Movies are the same way. Obi-Wan Kenobi facing off against Darth Vader in the original “Star Wars” movie. Or Indiana Jones getting ready to switch his bag of sand for the idol he is after in “Raiders of the Lost Ark.”

Harrison Ford and “Raiders of the Lost Ark” remains an all-time classic and fan-favorite film.

And the big screen now is a playground for Marvel and DC superheroes to write themselves as an even larger part of our family room, dining room table, and water cooler discussions. Movie characters, book characters, comic book characters, can become a part of our personal and cultural stories.

When we look around us at the world today, the figures in front of the cameras don’t always give us much to inspire us, to give us something or someone to pull for, or to aspire to. Often, the inspiring figures come from the sidelines, or neighborhoods, people doing great and inspiring, or simple things to make the world better. And it’s often those people, the most important people, who writers and artists look to inspire when they create pulp heroes, like Batman, Superman, Spider-Man, or Captain America. We see people stepping up, stepping into their destiny–who they are supposed to be, how they can make a difference.

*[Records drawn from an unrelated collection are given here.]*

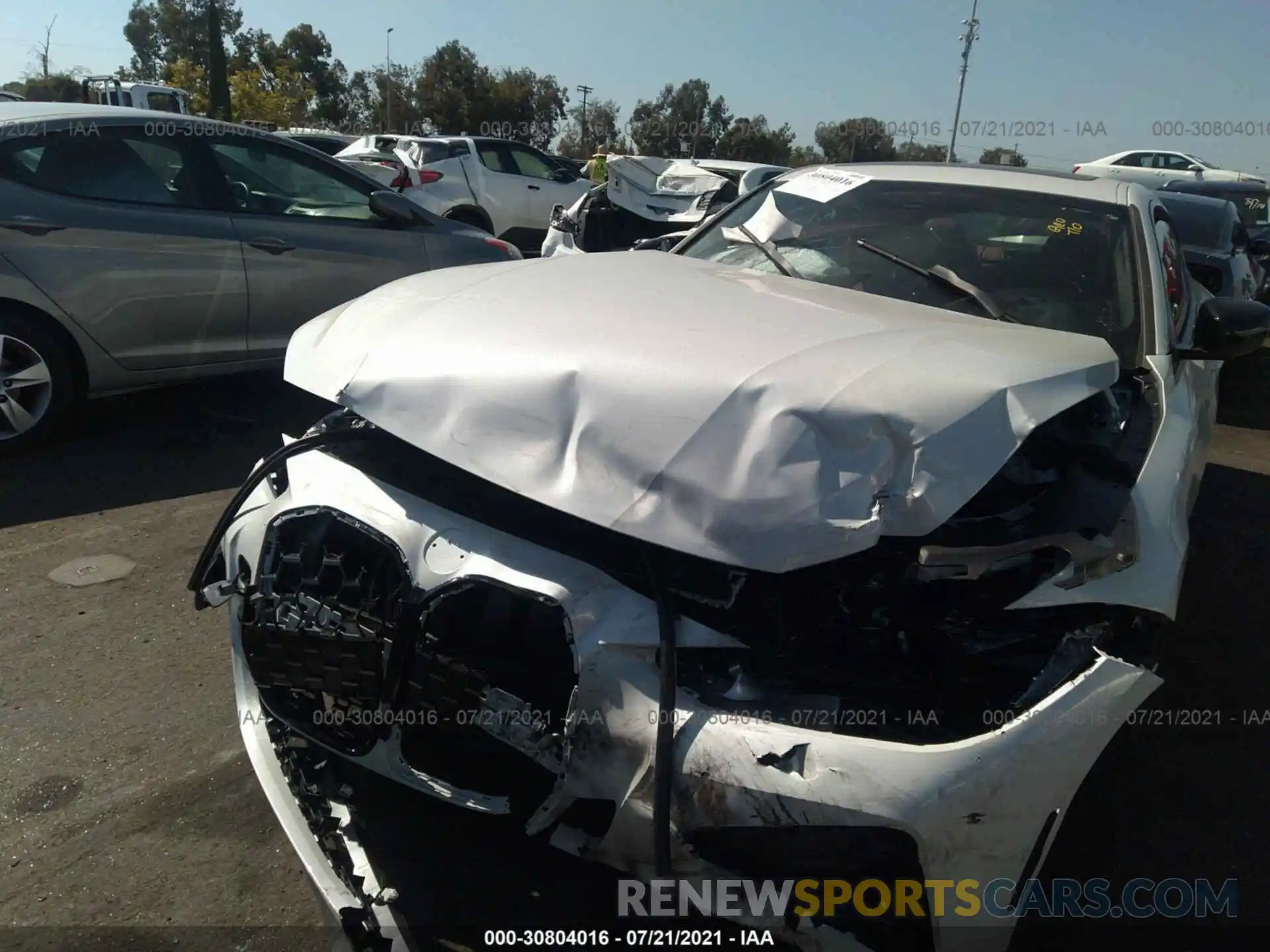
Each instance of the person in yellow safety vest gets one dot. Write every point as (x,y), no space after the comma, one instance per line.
(597,169)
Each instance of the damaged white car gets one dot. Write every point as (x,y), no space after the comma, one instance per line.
(651,204)
(836,546)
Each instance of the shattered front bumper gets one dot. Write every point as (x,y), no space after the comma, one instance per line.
(751,799)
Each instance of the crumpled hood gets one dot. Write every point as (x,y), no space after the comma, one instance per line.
(762,422)
(661,190)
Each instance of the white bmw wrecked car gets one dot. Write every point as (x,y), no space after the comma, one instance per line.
(836,546)
(651,204)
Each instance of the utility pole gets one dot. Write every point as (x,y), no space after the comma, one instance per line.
(972,33)
(586,91)
(388,81)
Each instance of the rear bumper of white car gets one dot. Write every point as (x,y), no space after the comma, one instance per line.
(984,807)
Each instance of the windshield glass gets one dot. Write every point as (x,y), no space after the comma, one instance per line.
(1047,260)
(1198,225)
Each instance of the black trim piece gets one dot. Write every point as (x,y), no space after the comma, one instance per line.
(1034,858)
(198,578)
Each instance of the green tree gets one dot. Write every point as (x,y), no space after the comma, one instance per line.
(804,155)
(919,153)
(683,121)
(525,107)
(603,132)
(456,91)
(55,88)
(753,141)
(218,75)
(1002,157)
(309,55)
(860,140)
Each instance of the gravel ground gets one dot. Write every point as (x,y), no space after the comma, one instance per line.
(126,797)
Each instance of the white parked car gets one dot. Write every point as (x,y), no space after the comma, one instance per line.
(1155,168)
(837,539)
(651,204)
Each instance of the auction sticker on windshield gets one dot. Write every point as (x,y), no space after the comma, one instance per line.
(824,184)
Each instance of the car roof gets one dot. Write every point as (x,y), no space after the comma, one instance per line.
(1057,183)
(733,165)
(1213,205)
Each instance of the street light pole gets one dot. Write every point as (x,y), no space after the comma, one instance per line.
(388,81)
(585,89)
(972,33)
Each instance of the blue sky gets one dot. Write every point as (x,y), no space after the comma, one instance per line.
(1124,63)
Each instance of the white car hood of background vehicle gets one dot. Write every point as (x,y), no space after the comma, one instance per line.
(659,190)
(759,420)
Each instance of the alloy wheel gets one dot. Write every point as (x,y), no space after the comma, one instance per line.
(26,387)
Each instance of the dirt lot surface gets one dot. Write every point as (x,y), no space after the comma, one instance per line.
(126,797)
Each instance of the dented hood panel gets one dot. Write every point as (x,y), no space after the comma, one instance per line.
(661,190)
(757,420)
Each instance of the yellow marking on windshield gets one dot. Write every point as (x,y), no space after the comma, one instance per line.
(1061,226)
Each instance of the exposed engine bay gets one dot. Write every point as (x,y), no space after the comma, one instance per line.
(527,683)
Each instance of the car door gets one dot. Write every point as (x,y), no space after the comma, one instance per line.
(1191,386)
(1246,273)
(310,240)
(1177,167)
(1144,168)
(542,188)
(506,196)
(114,223)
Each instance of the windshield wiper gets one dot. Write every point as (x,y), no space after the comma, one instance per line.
(775,257)
(943,276)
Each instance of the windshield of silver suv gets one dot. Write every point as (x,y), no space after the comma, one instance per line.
(1040,259)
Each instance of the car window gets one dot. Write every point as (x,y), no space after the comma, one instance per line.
(1199,225)
(1048,260)
(1174,264)
(118,164)
(531,164)
(267,178)
(1238,235)
(494,157)
(429,153)
(1253,208)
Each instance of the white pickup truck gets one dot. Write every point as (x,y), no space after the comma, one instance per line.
(110,91)
(503,187)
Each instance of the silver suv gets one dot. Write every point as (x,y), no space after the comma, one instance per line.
(143,248)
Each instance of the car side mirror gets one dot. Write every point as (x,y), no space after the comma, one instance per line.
(394,207)
(1227,328)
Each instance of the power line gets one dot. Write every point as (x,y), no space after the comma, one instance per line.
(972,33)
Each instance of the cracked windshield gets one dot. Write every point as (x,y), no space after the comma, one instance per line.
(676,475)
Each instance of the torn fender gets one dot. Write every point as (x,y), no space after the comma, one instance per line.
(755,420)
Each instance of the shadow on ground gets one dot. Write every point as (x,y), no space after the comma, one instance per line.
(1245,391)
(157,444)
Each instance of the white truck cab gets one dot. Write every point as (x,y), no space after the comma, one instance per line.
(108,91)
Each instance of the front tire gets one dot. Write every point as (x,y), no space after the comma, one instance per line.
(38,390)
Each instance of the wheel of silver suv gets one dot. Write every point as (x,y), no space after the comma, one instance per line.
(36,381)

Cultures are defined by their stories. Some of the most inspiring stories are those where the impossible becomes possible. Those are the stories that tell us to aim higher, dream bigger, and they tell us not to accept the way things are, if we see another way that they might be. Bruce Wayne didn’t want anyone else to experience what he did in losing his parents. So he became Batman.

If you want to read a great Batman story, writer Scott Snyder and artist Greg Capullo (art above is from their Batman run) have told one of the best. And that is just one iconic character among so many, and one telling of his story. Pop and pulp culture are full of stories, moments, events, and milestones worth exploring.

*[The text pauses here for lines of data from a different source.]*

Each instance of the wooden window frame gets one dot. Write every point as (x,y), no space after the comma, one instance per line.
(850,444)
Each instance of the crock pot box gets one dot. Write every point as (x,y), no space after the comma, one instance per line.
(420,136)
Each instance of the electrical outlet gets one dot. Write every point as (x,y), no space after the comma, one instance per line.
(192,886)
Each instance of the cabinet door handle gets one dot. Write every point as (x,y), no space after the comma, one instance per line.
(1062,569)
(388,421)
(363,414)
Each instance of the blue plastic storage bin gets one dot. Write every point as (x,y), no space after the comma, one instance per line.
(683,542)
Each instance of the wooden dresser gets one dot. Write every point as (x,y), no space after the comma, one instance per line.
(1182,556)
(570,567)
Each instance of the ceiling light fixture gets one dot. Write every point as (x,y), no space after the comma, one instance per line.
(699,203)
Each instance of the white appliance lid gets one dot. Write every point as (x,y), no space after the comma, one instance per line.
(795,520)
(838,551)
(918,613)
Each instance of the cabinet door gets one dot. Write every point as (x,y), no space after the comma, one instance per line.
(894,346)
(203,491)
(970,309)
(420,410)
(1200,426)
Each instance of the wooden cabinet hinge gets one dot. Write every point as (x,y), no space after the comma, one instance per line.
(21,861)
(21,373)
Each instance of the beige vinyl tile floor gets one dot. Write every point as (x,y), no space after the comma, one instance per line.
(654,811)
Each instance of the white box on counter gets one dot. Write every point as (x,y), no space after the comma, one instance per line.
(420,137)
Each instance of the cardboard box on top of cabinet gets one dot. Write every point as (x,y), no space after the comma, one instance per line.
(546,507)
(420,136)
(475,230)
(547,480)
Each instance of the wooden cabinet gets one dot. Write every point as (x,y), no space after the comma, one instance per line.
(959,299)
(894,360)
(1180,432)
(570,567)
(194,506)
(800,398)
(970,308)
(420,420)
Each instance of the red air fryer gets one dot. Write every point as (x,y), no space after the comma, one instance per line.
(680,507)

And that’s the adventure in front of us: to have fun exploring the world of pop and pulp culture and in doing so, maybe reveal a little bit more than what seemed to be there at first glance. And that’s what we hope to do with Pulp Revelators. Now, there is another story about the impossible becoming possible; a story meant to inspire, to make us wonder, to keep us both awestruck and grateful. But that’s a story for another post.

In the meantime, welcome to our story, to the beginning of our adventure: surveying the sensational.